Ossicle fracture or dislocation may occur with high-energy explosions
PBI of the brain may be associated with impaired cerebral vasculat function including compensatory mechanisms for traumatic brain injury. ROS are likely contributors
Because pulmonary contusion tends to evolve over several hours, a period of observation radiography may be necessary if indicated
On a cellular level, shock waves produce an inflammatory response. Interleukion 8 is released, causing mobilization of polymorphonuclear leuckocytes into the systemic circulation. The release of proinflammatory cytokines induces the expression of the CD11b receptor complex on the PMN surface, leading to adnhesion at the site of injury. Select free-radical scavengers and inhibitors of inflammatory pathways are promising in phase I animal trials. In addition, blast injury to the lungs causes levels of inducible nitric oxygen synthase to increases in the brain causing brain injury. The iNOS inhibitor aminoguanidine appears to be effective when administered to mice either before or 1 hour after the blast, but human data is lacking.

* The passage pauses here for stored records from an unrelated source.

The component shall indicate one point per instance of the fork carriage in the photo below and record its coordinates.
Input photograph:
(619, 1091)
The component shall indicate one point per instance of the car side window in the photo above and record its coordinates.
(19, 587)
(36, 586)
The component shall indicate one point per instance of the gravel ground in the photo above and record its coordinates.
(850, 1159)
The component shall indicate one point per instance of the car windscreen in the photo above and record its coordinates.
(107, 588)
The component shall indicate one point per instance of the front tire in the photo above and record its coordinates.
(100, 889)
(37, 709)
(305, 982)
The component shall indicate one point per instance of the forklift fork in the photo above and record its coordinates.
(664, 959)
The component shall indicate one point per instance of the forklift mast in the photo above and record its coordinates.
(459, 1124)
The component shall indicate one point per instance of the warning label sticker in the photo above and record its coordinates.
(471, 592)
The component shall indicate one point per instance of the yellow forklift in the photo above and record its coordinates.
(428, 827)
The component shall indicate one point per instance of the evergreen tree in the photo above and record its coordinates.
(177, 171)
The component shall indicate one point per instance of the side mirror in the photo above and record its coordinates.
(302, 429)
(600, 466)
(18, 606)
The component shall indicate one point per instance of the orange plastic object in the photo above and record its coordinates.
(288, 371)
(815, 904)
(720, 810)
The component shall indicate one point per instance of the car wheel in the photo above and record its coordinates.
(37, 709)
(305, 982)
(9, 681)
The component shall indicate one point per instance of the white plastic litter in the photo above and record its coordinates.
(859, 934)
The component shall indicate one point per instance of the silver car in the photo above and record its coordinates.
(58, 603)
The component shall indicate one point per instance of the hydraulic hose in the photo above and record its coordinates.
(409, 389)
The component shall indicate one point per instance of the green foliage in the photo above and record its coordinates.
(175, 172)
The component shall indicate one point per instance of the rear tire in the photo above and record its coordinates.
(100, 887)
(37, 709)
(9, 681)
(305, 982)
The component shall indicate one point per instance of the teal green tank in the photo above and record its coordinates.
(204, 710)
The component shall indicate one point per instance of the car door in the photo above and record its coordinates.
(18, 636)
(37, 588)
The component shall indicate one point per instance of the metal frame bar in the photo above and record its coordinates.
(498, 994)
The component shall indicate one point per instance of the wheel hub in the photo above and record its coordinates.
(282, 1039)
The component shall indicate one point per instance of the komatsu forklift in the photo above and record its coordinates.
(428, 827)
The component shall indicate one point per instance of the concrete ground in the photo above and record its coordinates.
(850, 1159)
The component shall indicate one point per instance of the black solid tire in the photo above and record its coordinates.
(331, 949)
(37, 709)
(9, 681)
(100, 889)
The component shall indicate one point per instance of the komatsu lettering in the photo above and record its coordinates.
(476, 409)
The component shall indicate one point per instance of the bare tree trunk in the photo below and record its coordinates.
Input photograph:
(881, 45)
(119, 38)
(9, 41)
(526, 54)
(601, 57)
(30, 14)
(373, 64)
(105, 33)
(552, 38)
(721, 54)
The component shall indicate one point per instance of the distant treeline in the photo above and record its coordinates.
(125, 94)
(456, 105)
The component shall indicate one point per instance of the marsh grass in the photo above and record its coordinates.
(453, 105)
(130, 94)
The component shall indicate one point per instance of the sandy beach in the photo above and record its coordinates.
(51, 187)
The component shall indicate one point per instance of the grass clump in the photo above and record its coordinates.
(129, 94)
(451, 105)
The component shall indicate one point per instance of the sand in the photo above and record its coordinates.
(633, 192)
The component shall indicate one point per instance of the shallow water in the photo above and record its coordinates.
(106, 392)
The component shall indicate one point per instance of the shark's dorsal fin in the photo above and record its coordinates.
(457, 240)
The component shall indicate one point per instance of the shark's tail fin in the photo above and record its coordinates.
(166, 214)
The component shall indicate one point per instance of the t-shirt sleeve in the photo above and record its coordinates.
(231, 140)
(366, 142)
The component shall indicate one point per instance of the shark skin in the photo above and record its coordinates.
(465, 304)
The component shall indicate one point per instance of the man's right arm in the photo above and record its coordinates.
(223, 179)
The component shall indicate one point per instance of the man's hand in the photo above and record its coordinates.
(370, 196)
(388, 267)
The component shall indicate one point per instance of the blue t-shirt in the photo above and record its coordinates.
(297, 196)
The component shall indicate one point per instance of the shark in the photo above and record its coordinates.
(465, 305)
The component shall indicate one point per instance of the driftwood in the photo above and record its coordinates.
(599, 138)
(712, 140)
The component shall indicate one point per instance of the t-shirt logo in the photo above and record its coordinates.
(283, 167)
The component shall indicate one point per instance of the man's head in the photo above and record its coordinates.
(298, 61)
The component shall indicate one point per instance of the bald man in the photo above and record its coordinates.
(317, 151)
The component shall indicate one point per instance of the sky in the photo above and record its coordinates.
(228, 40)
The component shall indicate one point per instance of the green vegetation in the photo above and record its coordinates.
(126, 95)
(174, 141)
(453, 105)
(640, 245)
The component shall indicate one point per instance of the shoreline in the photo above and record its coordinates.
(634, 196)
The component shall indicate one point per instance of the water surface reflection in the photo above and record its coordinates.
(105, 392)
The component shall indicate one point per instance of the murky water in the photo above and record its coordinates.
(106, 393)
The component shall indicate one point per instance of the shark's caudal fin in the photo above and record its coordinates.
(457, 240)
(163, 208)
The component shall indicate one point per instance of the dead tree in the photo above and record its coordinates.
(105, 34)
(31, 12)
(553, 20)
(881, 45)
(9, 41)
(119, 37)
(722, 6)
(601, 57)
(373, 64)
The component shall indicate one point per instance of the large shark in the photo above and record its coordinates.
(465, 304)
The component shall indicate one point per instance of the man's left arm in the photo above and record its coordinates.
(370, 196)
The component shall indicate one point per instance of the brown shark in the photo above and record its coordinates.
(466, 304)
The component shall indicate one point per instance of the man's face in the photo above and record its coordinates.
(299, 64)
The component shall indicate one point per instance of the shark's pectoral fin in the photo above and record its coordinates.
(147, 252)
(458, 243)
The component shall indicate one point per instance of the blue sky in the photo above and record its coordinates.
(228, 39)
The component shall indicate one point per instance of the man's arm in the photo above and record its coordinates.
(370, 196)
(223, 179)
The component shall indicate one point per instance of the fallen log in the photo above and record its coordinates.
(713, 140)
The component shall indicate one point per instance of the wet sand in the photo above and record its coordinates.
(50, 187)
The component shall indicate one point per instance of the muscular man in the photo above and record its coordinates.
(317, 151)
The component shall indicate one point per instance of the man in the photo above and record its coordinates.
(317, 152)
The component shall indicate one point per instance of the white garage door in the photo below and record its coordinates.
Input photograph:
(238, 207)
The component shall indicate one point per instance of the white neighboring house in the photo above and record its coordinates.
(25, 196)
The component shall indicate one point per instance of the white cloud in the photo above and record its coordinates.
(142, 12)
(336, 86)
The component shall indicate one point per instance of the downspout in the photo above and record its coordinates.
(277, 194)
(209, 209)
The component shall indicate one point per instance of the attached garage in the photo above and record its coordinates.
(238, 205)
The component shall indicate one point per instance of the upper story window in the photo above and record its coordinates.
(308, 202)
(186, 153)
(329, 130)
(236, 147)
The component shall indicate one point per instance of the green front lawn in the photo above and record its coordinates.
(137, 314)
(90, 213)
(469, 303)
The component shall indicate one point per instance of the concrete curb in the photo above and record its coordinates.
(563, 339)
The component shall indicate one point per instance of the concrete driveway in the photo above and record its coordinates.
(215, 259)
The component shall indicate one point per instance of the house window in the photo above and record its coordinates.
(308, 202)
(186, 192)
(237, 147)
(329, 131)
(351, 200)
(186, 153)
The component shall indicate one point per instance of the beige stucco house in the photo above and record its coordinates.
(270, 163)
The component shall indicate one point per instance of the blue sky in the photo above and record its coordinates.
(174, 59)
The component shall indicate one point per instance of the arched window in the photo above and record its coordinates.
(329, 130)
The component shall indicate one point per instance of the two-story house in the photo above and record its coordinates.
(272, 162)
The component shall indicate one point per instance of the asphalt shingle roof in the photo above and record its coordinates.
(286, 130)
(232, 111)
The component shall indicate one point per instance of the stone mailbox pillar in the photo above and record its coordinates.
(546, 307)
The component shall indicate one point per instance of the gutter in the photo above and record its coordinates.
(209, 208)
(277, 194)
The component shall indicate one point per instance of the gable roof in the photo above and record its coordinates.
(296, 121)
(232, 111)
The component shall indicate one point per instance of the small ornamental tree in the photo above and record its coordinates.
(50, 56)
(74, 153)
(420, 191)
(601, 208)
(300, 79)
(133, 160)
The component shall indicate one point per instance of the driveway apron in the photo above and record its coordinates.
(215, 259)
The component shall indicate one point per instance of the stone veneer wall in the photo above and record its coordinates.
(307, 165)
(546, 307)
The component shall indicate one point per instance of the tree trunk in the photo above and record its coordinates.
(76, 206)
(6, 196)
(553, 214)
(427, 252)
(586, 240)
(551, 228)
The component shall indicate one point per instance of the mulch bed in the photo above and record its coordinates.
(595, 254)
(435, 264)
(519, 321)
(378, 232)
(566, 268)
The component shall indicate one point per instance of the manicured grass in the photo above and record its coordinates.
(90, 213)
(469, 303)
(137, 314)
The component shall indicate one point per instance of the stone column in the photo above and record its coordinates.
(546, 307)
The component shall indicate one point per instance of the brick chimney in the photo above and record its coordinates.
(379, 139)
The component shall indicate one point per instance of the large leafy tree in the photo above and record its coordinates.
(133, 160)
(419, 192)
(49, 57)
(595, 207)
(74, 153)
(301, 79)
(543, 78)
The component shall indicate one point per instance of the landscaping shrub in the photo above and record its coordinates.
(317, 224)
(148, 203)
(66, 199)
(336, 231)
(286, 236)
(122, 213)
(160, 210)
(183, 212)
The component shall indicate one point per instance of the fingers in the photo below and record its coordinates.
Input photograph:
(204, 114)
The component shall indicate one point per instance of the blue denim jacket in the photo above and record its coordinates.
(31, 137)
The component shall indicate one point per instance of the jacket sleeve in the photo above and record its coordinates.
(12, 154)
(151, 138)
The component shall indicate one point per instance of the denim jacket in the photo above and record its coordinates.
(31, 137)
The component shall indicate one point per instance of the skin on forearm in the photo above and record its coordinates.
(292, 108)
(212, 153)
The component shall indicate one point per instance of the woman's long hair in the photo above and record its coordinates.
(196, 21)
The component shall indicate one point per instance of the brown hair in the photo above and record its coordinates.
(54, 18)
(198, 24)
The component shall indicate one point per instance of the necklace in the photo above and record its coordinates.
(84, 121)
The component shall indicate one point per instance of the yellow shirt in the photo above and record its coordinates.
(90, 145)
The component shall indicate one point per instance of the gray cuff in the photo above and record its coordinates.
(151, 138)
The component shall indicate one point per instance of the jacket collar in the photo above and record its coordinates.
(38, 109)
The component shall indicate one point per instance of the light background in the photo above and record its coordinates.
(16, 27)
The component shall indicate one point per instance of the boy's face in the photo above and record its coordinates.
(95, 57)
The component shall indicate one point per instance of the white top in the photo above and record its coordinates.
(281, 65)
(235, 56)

PPVand positive end expiratory pressures should be avoided whenever possible in the setting of pulmonary blast injury due to risk of alveolar rupture and subsequent formation of air emboli. However, mechanical ventilation often cannot be avoided.
As symtoms of pulmonary contusion and intestinal hematoma may take 12-48 hours to develop, instruct all discharged patients to return for reevaluation if they develop breathing problems, increasing abdominal pain or vomiting.